Voilà qui devrait intéresser les amateurs de trail. Battiste Deiana, jeune entrepreneur diplômé de l’Ichec, s’est lancé dans la conception et le développement d’une semelle bio-inspirée pour les chaussures destinées aux sportifs de cette discipline. Si les chèvres de montagnes et autres bouquetins sont capables d’une grande stabilité dans les terrains les plus raides et les plus difficiles, cela leur vient, notamment, de leurs sabots. « Avec leur structure et leur composition particulières, leurs sabots constituent notre source d’inspiration. »
Une application biomimétique
Les semelles innovantes élaborées par le jeune entrepreneur se basent sur cette double approche. Avec le concours du Centre de recherche agréé Materia Nova, à Mons, il mise sur le biomimétisme pour transformer son projet en succès.
« Nous avons d’abord travaillé sur la structure de ces semelles », explique-t-il. « Nos prototypes, formés de deux parties indépendantes, ont été testés en 2021 dans les Alpes françaises, du côté d’Annecy. Ces tests de terrain nous ont permis de valider l’architecture de la semelle », explique le patron de Deiana inc.

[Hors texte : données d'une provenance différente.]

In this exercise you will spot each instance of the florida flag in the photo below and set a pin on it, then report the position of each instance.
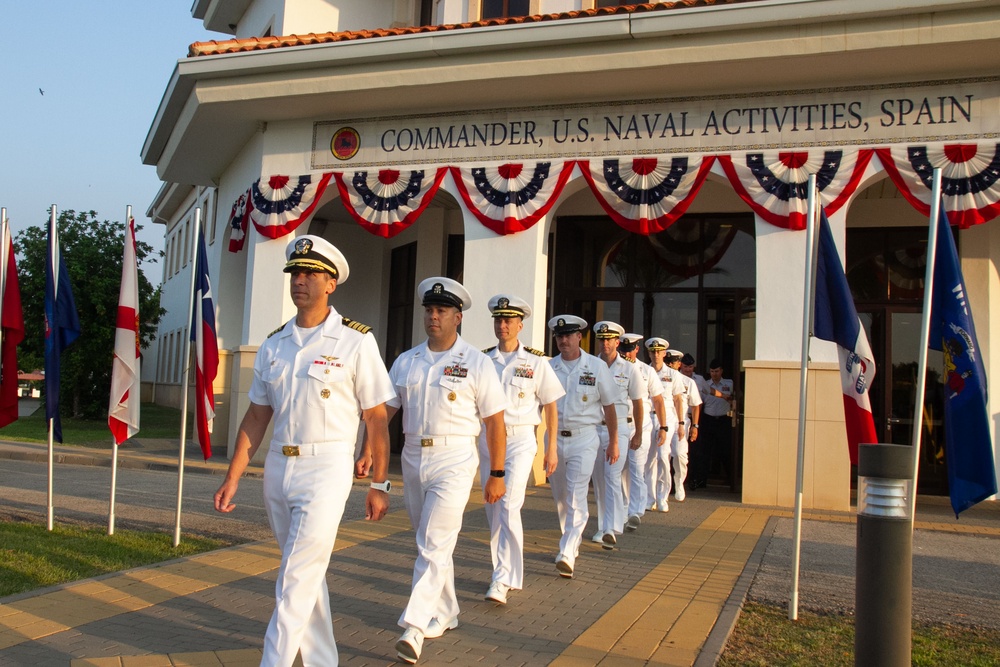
(12, 322)
(123, 405)
(206, 348)
(837, 320)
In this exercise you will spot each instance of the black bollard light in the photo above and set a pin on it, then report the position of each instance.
(883, 592)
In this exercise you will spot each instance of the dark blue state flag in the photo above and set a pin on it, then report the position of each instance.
(62, 325)
(968, 441)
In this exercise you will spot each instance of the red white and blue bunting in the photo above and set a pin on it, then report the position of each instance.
(388, 201)
(238, 217)
(648, 194)
(644, 195)
(512, 197)
(969, 178)
(775, 183)
(282, 203)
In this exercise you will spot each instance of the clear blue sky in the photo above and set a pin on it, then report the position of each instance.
(103, 65)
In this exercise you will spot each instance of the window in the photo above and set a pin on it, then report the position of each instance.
(499, 9)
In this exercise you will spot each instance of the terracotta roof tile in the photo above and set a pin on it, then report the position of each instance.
(263, 43)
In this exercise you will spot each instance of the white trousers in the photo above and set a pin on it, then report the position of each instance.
(436, 485)
(504, 516)
(635, 479)
(608, 490)
(570, 484)
(658, 467)
(305, 498)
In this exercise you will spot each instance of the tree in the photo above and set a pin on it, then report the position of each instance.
(93, 253)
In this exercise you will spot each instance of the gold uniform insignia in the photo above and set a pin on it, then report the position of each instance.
(357, 326)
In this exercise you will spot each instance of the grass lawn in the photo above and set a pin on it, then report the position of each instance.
(32, 557)
(156, 421)
(764, 637)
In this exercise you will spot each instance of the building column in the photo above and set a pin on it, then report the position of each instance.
(266, 307)
(771, 388)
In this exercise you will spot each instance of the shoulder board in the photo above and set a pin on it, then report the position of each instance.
(357, 326)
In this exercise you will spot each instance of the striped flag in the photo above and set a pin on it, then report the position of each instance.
(837, 320)
(206, 348)
(123, 404)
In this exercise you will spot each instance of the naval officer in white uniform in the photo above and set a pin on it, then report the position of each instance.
(585, 410)
(631, 391)
(658, 464)
(446, 389)
(635, 477)
(532, 389)
(318, 375)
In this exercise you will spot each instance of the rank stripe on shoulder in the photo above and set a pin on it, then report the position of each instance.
(357, 326)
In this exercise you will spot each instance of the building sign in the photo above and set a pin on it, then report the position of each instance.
(964, 110)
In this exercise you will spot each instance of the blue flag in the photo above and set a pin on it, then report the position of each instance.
(968, 445)
(62, 325)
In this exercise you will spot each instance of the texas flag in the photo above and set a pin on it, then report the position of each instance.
(837, 320)
(203, 336)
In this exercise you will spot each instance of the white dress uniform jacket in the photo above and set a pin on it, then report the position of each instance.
(608, 489)
(658, 481)
(589, 387)
(317, 381)
(444, 397)
(529, 383)
(637, 458)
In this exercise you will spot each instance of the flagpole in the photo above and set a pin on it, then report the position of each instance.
(114, 441)
(807, 326)
(925, 334)
(55, 294)
(187, 372)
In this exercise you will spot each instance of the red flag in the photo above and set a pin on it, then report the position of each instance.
(206, 347)
(12, 322)
(123, 405)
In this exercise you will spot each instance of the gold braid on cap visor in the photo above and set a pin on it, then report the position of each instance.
(310, 264)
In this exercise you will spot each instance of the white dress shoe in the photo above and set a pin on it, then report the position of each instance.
(497, 592)
(436, 628)
(608, 540)
(410, 645)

La deuxième innovation des semelles Hoof-Tech, elle aussi inspirée par la nature, porte sur la composition des matériaux à utiliser. « Les sabots des ongulés qui vivent en montagne sont recouverts d’une couche de kératine », reprend Battiste Deiana. « Ce composé leur assure d’intéressantes propriétés mécaniques, propices à une bonne accroche sur le terrain. Nous avons exploré cette piste. »
Il ne restait plus qu’à trouver le partenaire scientifique pour mener l’étude de faisabilité et à identifier une source de kératine durable pour ce projet. Grâce à un coup de pouce de la Région wallonne et de son programme WIN4expertise, la jeune société a pu faire appel au savoir-faire des chercheurs du Centre de recherche agréé Materia Nova.
La laine de mouton, source de kératine
« Ces six derniers mois, nous avons étudié s’il était possible et réaliste de produire un biomatériau comprenant à la fois du caoutchouc et de la kératine », indique la chimiste Antoniya Toncheva, chargée du projet au sein de Materia Nova. « Un des premiers choix à faire a été de trouver la matière première pour élaborer ce biopolymère. »
« Chaque année, quelque 5 millions de tonnes de déchets de cheveux, de chutes de laine de mouton ou encore de plumes contenant de la kératine sont produites en Europe », assure Battiste Deiana. « Des déchets qui ne sont pas vraiment valorisés. Avec Materia Nova, nous avons analysé ces sources d’approvisionnement potentielles et nous avons opté pour la laine de mouton. »
« Dans un premier temps, nous avons appris à carder et à laver la laine pour ensuite en récolter la kératine », reprend Antoniya Toncheva. « Par la suite, nous avons fait appel à un sous-traitant, une entreprise belge spécialisée. »
Les essais de fabrication du polymère dopé à la kératine ont alors pu prendre place, à diverses températures et hautes pressions. Des essais qui se sont avérés concluants. « Nous avons testé diverses proportions de kératine dans le produit », précise la scientifique. « Nous avons pu montrer que nous pouvions l’intégrer autant dans une mousse utile à la semelle intermédiaire qu’à un composé plus dur destiné à façonner la semelle externe. Au final, cela a mené à la validation de la pertinence d’une des sources d’approvisionnement de kératine pour la fabrication de ces semelles innovantes ainsi que de la faisabilité du projet. »
Le coup de pouce de Materia Nova a également permis d’optimiser la composition du biopolymère et de préciser la pertinence de l’utilisation et le dosage de la kératine dans ce produit.
« On utilise déjà de la kératine dans d’autres types de produits, comme des cosmétiques, des compléments alimentaires ou même des engrais », précise Mme Tonchev. « Mais pas encore dans des semelles de chaussures de sport. Dans ce contexte, diverses nouvelles contraintes, comme la résistance aux chocs mécaniques, doivent être prises en considération. »
« Ce produit est certes bio-inspiré, mais il valorise aussi des déchets. Et, au final, les semelles sont, elles aussi, recyclables ou biodégradables », explique Battiste Deiana.
Il ne reste plus qu’à passer à l’étape suivante. Outre la question des investisseurs, il faut à présent transformer l’essai de laboratoire en un procédé industriel. Ici aussi, l’entrepreneur wallon sait qu’il peut compter sur Materia Nova. Rendez-vous sur les circuits de trail? « Bien sûr, mais aussi sur les sentiers de randonnée », conclut Battiste Deiana. « Ces semelles bio-inspirées devraient aussi intéresser les fabricants de chaussures de rando ».